Je voudrais préciser que je ne suis pas actuellement le Président du Haut Comité pour la Fraternité humaine, qui a été créé en août 2019, et chargé de mettre en œuvre le contenu du «Document sur la fraternité humaine pour la paix mondiale et la coexistence commune». De fait, à sa fondation, il a été décidé qu'il y aurait une alternance entre le Saint-Siège et Al-Azhar. J'ai eu l'honneur de présider le Comité la première année. Aujourd'hui, le Haut comité est composé de responsables religieux, d'universitaires et de représentants culturels du monde entier, ayant des liens avec les mondes chrétien, juif et musulman, qui s'inspirent du Document et se consacrent à la promotion de ses idéaux de paix et de respect mutuel. C’est dans cette direction que l’on travaille et différentes initiatives ont été encouragées. Pour être bref, j'en mentionnerai deux en particulier. Parce qu’en rapport avec la Journée Mondiale de la Fraternité Humaine, je rappelle que le 4 décembre 2019, les membres du Comité, se sont réunis à New York avec le Secrétaire Général des Nations Unies, M. António Guterres, pour lui remettre un message du Pape François et du Grand Imam d'Al-Azhar Ahmed Al-Tayeb, dans lequel il était proposé précisément que le 4 février soit déclaré Journée Mondiale de la Fraternité Humaine. Une autre initiative, promue au profit de l'humanité entière, a été une Journée de prière, de jeûne et d'invocation au Dieu Créateur pour l'humanité touchée par la pandémie, à laquelle les croyants de toutes les religions et les personnes de bonne volonté ont été invités à se joindre spirituellement et qui s'est tenue le 14 mai 2020.

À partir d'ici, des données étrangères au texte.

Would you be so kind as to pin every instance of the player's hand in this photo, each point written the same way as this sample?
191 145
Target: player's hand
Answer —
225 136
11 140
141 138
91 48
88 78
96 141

Le prix Zayed 2021 pour la Fraternité humaine sera décerné le 4 février. Un prix né du Document sur la Fraternité Humaine, signé à Abu Dhabi par le Pape et le grand imam al Tayeb. Quel est le sens de cette reconnaissance qui est donnée pour la première fois ?
Le prix Zayed pour la Fraternité Humaine, créé en 2019, est un hommage au cheikh Zayed bin Sultan al Nahyan, fondateur des Émirats Arabes Unis. La première fois, en réalité, il a été attribué, de manière honorifique, au Pape François et au Grand Imam d'Al-Azhar, Ahmed al Tayeb, pour la signature à Abu Dhabi du Document sur la Fraternité en 2019. Par la suite, le prix a été ouvert aux candidatures considérées, parmi celles, personnes ou organisations, qui sont profondément engagées dans des initiatives qui rassemblent les personnes et favorisent la coexistence pacifique. Il s'agit d'une initiative qui renforce les relations humaines, exhorte à construire des ponts de dialogue et améliore la compréhension et la coopération entre les nations. L’espérance est que l'attribution de ce prix puisse aussi être le signe d'une coopération fructueuse entre hommes de religions différentes au service de toute l'humanité. Un jury ad hoc a été créé, chargé, le 4 février de chaque année, de remettre ce Prix.